Each tab character (0x09) encountered in a String parser will advance
the Position {column} by 8.
These patterns will advance the Position {line} by 1 and reset
the Position {column} to 1:
- newline (
0x0A) - carriage-return (
0x0D) - carriage-return-newline (
0x0D 0x0A)
#anyCodePoint Source
anyCodePoint :: forall m. ParserT String m CodePointMatch any Unicode character. Always succeeds when any input remains.
#match Source
match :: forall m a. ParserT String m a -> ParserT String m (Tuple String a)Combinator which returns both the result of a parse and the slice of the input that was consumed while it was being parsed.
Because Strings are not Char arrays in PureScript, many and some
on Char parsers need to
be used with Data.String.CodeUnits.fromCharArray to
construct a String.
fromCharArray <$> Data.Array.many (char 'x')
It’s more efficient to achieve the same result by using this match combinator
instead of fromCharArray.
fst <$> match (Combinators.skipMany (char 'x'))
#regex Source
regex :: forall m. String -> RegexFlags -> Either String (ParserT String m String)Compile a regular expression string into a regular expression parser.
This function will use the Data.String.Regex.regex function to compile and return a parser which can be used
in a ParserT String m monad.
This parser will try to match the regular expression pattern starting at the current parser position. On success, it will return the matched substring.
MDN Regular Expressions Cheatsheet
This function should be called outside the context of a ParserT String m monad, because this function might
fail with a Left RegExp compilation error message.
If you call this function inside of the ParserT String m monad and then fail the parse when the compilation fails,
then that could be confusing because a parser failure is supposed to indicate an invalid input string.
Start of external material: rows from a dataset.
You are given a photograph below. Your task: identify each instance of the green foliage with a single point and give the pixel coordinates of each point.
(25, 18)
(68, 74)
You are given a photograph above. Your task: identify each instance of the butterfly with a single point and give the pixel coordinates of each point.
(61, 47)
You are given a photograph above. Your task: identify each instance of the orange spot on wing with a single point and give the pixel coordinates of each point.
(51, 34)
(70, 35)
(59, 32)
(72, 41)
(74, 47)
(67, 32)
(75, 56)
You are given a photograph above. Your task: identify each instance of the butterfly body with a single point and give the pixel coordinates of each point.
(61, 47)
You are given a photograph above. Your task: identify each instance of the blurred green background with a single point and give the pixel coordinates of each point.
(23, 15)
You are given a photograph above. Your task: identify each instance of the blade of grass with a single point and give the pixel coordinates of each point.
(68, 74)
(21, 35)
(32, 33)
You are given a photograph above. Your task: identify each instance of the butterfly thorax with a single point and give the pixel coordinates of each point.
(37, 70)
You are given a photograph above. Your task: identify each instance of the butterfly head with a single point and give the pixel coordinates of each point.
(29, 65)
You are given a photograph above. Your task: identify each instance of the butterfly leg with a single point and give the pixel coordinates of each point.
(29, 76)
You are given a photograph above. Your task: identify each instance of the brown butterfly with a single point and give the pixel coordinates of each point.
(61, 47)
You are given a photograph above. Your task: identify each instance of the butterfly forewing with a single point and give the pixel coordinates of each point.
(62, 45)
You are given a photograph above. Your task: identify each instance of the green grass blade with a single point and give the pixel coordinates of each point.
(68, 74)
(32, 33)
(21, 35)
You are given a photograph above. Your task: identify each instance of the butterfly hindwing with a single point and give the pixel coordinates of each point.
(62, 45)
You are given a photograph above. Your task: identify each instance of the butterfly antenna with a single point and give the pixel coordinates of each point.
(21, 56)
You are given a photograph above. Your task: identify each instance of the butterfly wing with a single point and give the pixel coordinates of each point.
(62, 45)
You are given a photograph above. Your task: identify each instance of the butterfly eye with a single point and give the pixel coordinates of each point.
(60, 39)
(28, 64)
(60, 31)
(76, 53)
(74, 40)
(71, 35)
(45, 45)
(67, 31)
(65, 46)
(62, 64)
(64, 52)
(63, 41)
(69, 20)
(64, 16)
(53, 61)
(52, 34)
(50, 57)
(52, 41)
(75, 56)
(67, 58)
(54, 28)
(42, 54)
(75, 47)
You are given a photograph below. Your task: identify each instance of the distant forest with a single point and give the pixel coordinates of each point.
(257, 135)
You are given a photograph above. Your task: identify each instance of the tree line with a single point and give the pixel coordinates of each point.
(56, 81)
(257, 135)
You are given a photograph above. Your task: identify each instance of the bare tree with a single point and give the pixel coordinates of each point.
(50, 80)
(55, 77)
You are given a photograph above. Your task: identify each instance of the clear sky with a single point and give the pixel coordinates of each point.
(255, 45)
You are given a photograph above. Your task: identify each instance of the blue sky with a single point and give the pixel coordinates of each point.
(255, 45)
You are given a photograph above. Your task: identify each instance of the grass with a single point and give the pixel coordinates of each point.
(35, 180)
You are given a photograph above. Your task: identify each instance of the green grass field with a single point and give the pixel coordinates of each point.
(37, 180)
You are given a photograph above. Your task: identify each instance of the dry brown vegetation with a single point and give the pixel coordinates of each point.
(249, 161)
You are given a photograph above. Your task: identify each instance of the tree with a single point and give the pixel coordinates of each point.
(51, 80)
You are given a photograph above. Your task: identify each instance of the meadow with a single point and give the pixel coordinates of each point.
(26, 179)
If the compilation failure occurs in an alt then the compilation failure might not be reported at all and instead
the input string would be parsed incorrectly.
This parser may be useful for quickly consuming a large section of the
input String, because in a JavaScript runtime environment the RegExp
runtime is a lot faster than primitive parsers.
Example
This example shows how to compile and run the xMany parser which will
capture the regular expression pattern x*.
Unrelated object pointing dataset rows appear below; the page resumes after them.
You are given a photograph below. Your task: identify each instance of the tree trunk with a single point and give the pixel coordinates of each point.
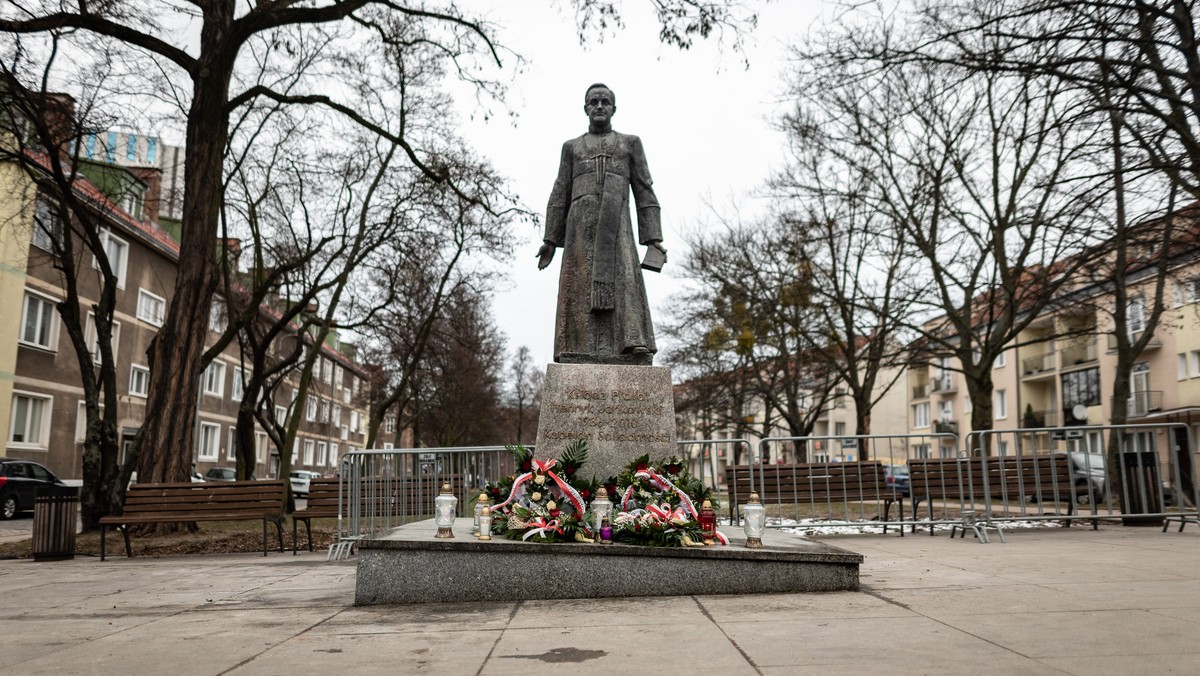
(169, 425)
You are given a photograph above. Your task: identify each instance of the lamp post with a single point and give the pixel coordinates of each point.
(480, 503)
(485, 524)
(444, 512)
(754, 515)
(707, 519)
(603, 510)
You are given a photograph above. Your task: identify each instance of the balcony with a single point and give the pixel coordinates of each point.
(947, 428)
(1155, 344)
(1037, 365)
(1079, 353)
(1033, 419)
(946, 383)
(1144, 402)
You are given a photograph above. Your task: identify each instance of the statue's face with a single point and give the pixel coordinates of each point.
(600, 105)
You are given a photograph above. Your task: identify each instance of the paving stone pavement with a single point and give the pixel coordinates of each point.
(1062, 600)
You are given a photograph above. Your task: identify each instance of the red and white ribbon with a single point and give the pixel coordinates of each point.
(540, 527)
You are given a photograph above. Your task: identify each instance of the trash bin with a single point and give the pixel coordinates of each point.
(1140, 489)
(54, 522)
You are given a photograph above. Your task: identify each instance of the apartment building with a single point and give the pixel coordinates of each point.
(1060, 370)
(41, 402)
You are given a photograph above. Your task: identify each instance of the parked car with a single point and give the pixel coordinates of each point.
(19, 480)
(897, 478)
(221, 474)
(300, 479)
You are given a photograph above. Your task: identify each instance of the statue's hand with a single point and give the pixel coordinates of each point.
(545, 255)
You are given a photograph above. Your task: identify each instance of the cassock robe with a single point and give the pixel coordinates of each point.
(603, 312)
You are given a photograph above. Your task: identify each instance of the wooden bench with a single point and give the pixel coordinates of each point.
(811, 483)
(211, 501)
(379, 497)
(1044, 477)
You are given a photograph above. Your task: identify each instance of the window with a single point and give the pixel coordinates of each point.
(1135, 315)
(47, 227)
(30, 424)
(214, 380)
(921, 414)
(117, 250)
(39, 327)
(151, 309)
(209, 442)
(139, 381)
(93, 338)
(1081, 388)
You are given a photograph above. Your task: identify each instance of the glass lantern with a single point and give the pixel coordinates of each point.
(444, 512)
(754, 515)
(480, 503)
(601, 508)
(707, 519)
(485, 524)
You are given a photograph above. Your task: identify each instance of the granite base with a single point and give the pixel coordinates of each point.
(407, 566)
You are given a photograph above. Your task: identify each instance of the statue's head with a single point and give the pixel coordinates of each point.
(599, 103)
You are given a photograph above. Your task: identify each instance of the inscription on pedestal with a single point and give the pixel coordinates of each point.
(621, 411)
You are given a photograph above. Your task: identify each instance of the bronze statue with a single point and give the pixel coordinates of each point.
(603, 312)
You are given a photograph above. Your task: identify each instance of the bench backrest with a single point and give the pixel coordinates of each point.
(966, 477)
(378, 496)
(809, 482)
(265, 497)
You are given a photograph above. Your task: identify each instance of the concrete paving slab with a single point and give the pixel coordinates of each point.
(599, 612)
(417, 618)
(895, 645)
(1086, 633)
(833, 604)
(427, 652)
(618, 648)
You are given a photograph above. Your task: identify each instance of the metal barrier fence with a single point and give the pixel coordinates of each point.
(834, 480)
(1139, 474)
(382, 489)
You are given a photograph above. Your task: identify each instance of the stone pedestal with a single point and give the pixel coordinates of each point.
(621, 411)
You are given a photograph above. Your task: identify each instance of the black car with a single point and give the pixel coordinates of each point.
(897, 478)
(19, 480)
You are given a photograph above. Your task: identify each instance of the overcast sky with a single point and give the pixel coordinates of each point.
(705, 120)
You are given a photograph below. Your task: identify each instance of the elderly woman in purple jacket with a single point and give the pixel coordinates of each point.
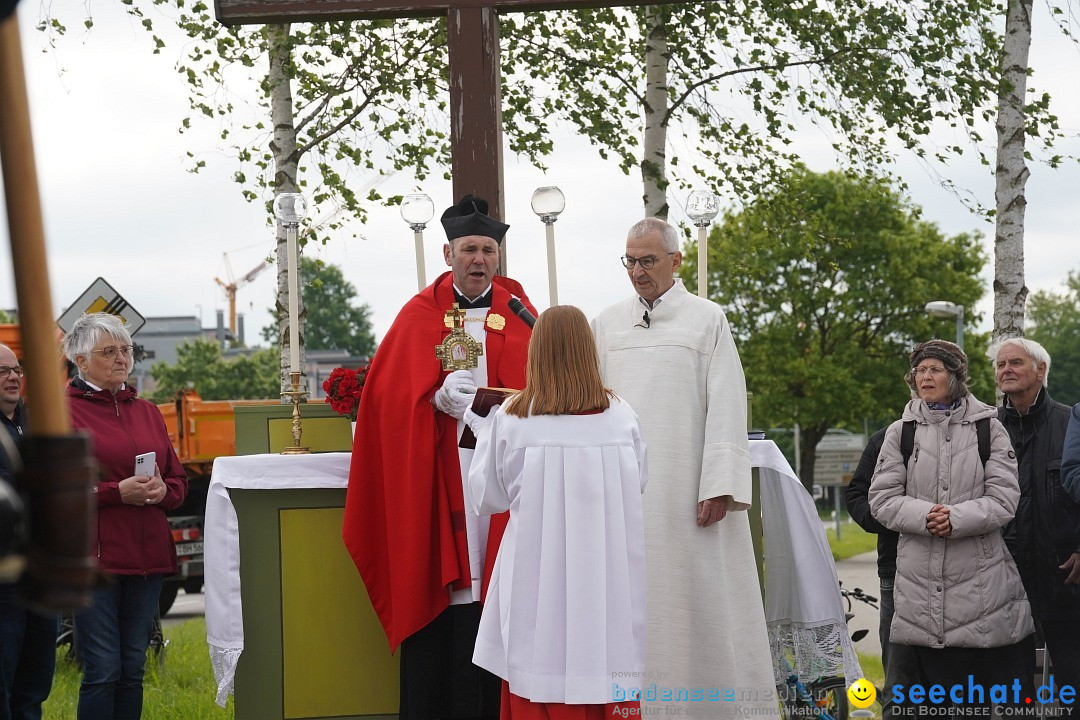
(133, 539)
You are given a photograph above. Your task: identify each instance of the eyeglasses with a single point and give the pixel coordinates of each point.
(110, 352)
(647, 262)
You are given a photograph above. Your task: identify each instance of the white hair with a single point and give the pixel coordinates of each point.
(89, 329)
(1036, 352)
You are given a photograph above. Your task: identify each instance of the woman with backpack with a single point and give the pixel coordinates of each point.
(959, 601)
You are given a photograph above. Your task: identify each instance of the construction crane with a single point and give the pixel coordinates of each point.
(233, 285)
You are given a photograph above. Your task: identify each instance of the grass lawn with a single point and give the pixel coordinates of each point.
(853, 541)
(184, 690)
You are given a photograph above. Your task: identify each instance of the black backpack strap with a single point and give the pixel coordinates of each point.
(983, 431)
(907, 440)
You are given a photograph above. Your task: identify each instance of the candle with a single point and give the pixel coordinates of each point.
(294, 304)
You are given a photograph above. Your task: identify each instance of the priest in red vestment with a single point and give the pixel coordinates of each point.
(422, 554)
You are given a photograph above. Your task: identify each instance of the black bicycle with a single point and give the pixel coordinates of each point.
(826, 697)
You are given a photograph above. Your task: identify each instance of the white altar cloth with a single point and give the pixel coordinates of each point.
(802, 606)
(225, 616)
(804, 611)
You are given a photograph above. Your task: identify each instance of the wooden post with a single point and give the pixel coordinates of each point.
(476, 108)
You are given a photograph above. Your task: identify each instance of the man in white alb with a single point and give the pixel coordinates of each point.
(671, 355)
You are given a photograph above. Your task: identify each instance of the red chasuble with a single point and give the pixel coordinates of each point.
(404, 513)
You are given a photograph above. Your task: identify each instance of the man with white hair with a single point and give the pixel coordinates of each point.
(27, 639)
(672, 356)
(1044, 535)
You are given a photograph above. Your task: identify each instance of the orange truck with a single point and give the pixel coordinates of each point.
(200, 432)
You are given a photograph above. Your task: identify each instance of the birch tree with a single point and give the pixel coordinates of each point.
(336, 107)
(1010, 289)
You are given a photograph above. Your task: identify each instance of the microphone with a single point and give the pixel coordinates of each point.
(518, 309)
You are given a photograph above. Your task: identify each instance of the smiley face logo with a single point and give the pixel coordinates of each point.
(862, 693)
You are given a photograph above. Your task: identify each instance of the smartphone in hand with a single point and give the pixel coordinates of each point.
(144, 464)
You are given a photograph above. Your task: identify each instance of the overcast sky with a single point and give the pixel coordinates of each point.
(119, 203)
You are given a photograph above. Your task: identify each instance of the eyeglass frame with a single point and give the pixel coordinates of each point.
(652, 260)
(125, 351)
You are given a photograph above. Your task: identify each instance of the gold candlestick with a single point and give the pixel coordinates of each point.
(296, 394)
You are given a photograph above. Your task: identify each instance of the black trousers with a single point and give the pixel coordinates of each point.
(439, 680)
(975, 670)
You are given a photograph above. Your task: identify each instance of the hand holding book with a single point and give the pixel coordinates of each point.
(486, 399)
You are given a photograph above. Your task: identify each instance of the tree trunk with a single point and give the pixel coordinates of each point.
(655, 150)
(1010, 290)
(284, 149)
(808, 450)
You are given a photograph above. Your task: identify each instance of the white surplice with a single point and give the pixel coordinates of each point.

case regex "x*" noFlags of
Left compileError -> unsafeCrashWith $ "xMany failed to compile: " <> compileError
Right xMany -> runParser "xxxZ" do
xMany
Flags
Set RegexFlags with the Semigroup instance like this.
regex "x*" (dotAll <> ignoreCase)
The dotAll, unicode, and ignoreCase flags might make sense for a regex parser. The other flags will
probably cause surprising behavior and you should avoid them.
#anyTill Source
anyTill :: forall m a. Monad m => ParserT String m a -> ParserT String m (Tuple String a)Combinator which finds the first position in the input String where the
phrase can parse. Returns both the
parsed result and the unparsable input section searched before the parse.
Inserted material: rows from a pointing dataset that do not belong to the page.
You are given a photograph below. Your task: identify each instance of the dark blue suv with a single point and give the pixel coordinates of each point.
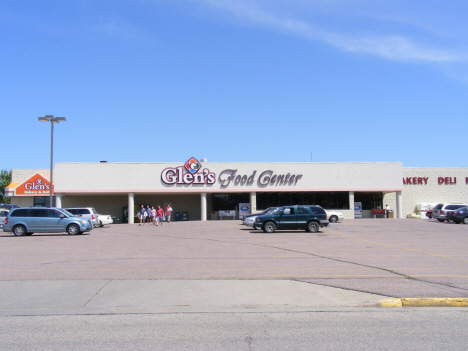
(310, 218)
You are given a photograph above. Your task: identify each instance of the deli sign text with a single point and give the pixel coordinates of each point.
(424, 180)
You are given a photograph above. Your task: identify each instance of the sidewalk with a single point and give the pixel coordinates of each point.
(51, 297)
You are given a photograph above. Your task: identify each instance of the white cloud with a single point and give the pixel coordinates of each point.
(118, 27)
(388, 45)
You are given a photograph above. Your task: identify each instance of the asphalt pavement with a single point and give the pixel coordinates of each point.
(224, 266)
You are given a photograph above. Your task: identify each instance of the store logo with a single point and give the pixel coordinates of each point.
(188, 174)
(192, 165)
(36, 185)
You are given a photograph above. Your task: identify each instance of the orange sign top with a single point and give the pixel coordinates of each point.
(36, 185)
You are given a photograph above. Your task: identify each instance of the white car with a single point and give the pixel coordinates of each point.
(104, 219)
(334, 216)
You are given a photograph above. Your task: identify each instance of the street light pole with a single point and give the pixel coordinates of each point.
(52, 120)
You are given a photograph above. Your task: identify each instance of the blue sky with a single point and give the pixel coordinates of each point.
(234, 81)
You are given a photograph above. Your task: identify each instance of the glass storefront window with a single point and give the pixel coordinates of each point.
(229, 201)
(369, 201)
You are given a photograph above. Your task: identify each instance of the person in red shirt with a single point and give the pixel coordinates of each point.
(160, 214)
(168, 213)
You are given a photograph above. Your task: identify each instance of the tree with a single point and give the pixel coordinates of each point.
(5, 180)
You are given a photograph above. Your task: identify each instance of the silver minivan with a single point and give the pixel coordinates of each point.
(28, 220)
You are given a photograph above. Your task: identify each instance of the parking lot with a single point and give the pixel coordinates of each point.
(392, 257)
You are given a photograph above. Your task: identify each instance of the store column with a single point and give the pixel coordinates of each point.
(203, 206)
(131, 208)
(253, 202)
(399, 205)
(58, 200)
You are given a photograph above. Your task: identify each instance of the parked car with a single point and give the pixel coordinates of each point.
(28, 220)
(439, 211)
(310, 218)
(334, 216)
(460, 215)
(250, 219)
(85, 212)
(104, 219)
(3, 214)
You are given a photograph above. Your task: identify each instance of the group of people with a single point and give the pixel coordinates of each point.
(154, 216)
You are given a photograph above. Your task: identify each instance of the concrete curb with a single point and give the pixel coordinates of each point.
(426, 302)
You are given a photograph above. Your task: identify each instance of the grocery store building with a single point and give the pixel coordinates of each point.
(210, 191)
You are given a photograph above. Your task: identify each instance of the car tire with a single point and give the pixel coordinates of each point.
(313, 227)
(269, 227)
(19, 230)
(73, 229)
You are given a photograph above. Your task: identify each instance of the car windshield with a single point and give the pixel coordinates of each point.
(453, 207)
(67, 213)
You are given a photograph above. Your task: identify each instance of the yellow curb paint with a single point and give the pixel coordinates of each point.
(426, 302)
(391, 303)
Will fail if no section of the input is parseable. To backtrack the input
stream on failure, combine with tryRethrow.
This combinator works like Data.String.takeWhile or Data.String.Regex.search and it allows using a parser for the pattern search.
This combinator is equivalent to manyTill_ anyCodePoint, but it will be
faster because it returns a slice of the input String for the
section preceding the parse instead of a List CodePoint.
Be careful not to look too far
ahead; if the phrase parser looks to the end of the input then anyTill
could be O(n²).
#consumeWith Source
consumeWith :: forall m a. (String -> Either String { consumed :: String, remainder :: String, value :: a }) -> ParserT String m aConsume a portion of the input string while yielding a value.
Takes a consumption function which takes the remaining input String
as its argument and returns either an error message, or three fields:
valueis the value to return.consumedis the inputStringthat was consumed. It is used to update the parser position.remainderis the new remaining inputString.
This function is used internally to construct primitive String parsers.